Hawk was commenting on his sport’s inclusion in the 2020 Olympic Games in Tokyo at the Vans Park Series France event in the Chelles suburb, near Paris.
“My only concern of skateboarding on the Olympic platform is that somehow that will inspire people to skate only for fame or fortune,” said Hawk, who is also the inspiration for the popular Tony Hawk’s Pro Skater video game series.
“Skateboarding has so much more to offer young people in terms of self confidence, in terms of identity, in terms of setting their own challenges. And that is not competitive-based,” the 51-year old American told Reuters.
The International Olympic Committee (IOC) unanimously supported bringing skateboarding to the Tokyo 2020 Games, but that does not guarantee future appearances for the sport.
Hawk went on to say that the Olympics needed skateboarding more than the other way round.
“Through my more prominent professional years, I wouldn’t have cared if it was in the Olympics because we already had our own scene and skateboarding was far more fun and popular than most Olympic sports,” said Hawk.
“At this point, I feel like they need our cool factor more than we need their validation.”
The Chelles event highlighted the sport’s popularity. Stands were packed, with many fans decked out in Vans gear with their skateboards in hand.
The competition is unlike most sports. Waiting for their 40-second run, skaters hung around the deck of the park, talking and shouting while their friends beside them enjoyed a beer or a snack from a food truck.
This uniqueness, Hawk added, born of the sport’s creative, alternative spirit, should continue to attract potential skaters — not its popularity or lucrativeness.

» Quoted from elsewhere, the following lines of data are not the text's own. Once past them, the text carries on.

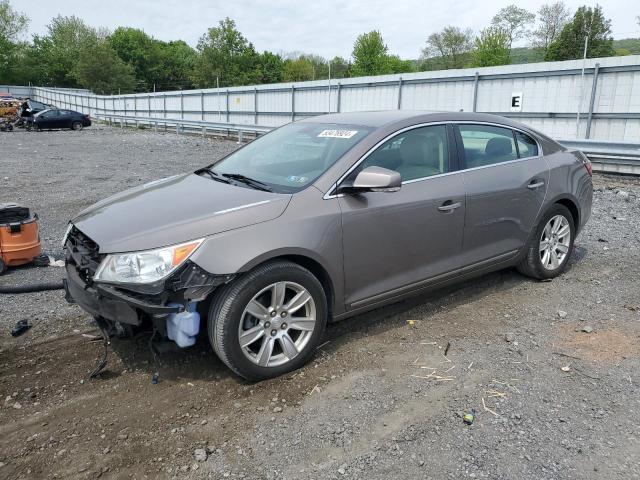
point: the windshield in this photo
(292, 157)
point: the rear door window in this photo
(418, 153)
(527, 146)
(487, 145)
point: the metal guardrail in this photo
(609, 157)
(606, 157)
(184, 126)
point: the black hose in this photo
(36, 287)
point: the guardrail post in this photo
(592, 101)
(476, 79)
(226, 99)
(164, 107)
(255, 106)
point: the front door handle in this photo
(449, 206)
(534, 185)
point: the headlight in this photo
(66, 234)
(144, 267)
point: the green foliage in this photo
(61, 48)
(73, 54)
(551, 20)
(449, 48)
(225, 54)
(587, 22)
(298, 70)
(369, 55)
(101, 70)
(492, 48)
(513, 20)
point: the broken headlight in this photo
(146, 266)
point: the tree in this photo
(369, 55)
(396, 65)
(101, 70)
(271, 67)
(339, 67)
(298, 70)
(450, 46)
(12, 51)
(513, 20)
(12, 22)
(587, 23)
(492, 48)
(61, 48)
(224, 53)
(141, 52)
(177, 60)
(552, 18)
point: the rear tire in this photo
(283, 334)
(550, 246)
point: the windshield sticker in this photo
(296, 179)
(337, 133)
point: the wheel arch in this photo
(305, 259)
(572, 206)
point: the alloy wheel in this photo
(555, 242)
(277, 324)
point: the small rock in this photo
(622, 194)
(200, 455)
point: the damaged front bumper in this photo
(169, 304)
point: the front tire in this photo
(269, 321)
(551, 245)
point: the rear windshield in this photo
(292, 157)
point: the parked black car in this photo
(57, 118)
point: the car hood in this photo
(175, 210)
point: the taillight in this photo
(587, 164)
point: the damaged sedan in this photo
(320, 220)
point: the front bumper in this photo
(107, 302)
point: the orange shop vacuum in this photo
(19, 237)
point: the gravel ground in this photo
(551, 369)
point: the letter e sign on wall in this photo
(516, 102)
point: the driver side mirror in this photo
(373, 179)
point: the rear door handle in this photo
(534, 185)
(449, 206)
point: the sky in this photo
(324, 27)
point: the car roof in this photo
(377, 119)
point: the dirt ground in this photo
(550, 369)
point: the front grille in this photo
(83, 253)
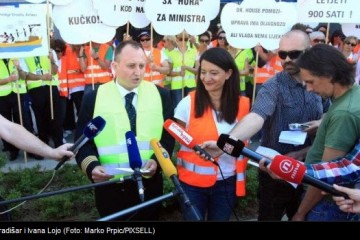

The International Olympic Committee has given skateboarding a provisional green-light for the Paris 2024 Games alongside surfing, climbing and breakdancing. The final decision will be made in late 2020, after the Tokyo Olympics.
Hawk, who turned pro in 1982 at the age of 14, did not enjoy the same level of acceptance at the time, but the counterculture aspect of the sport pushed him further.
“I’m really thankful that I got to grow up in a time when we had to prove ourselves, just through our own dedication and not a validation from some from higher source,” he said.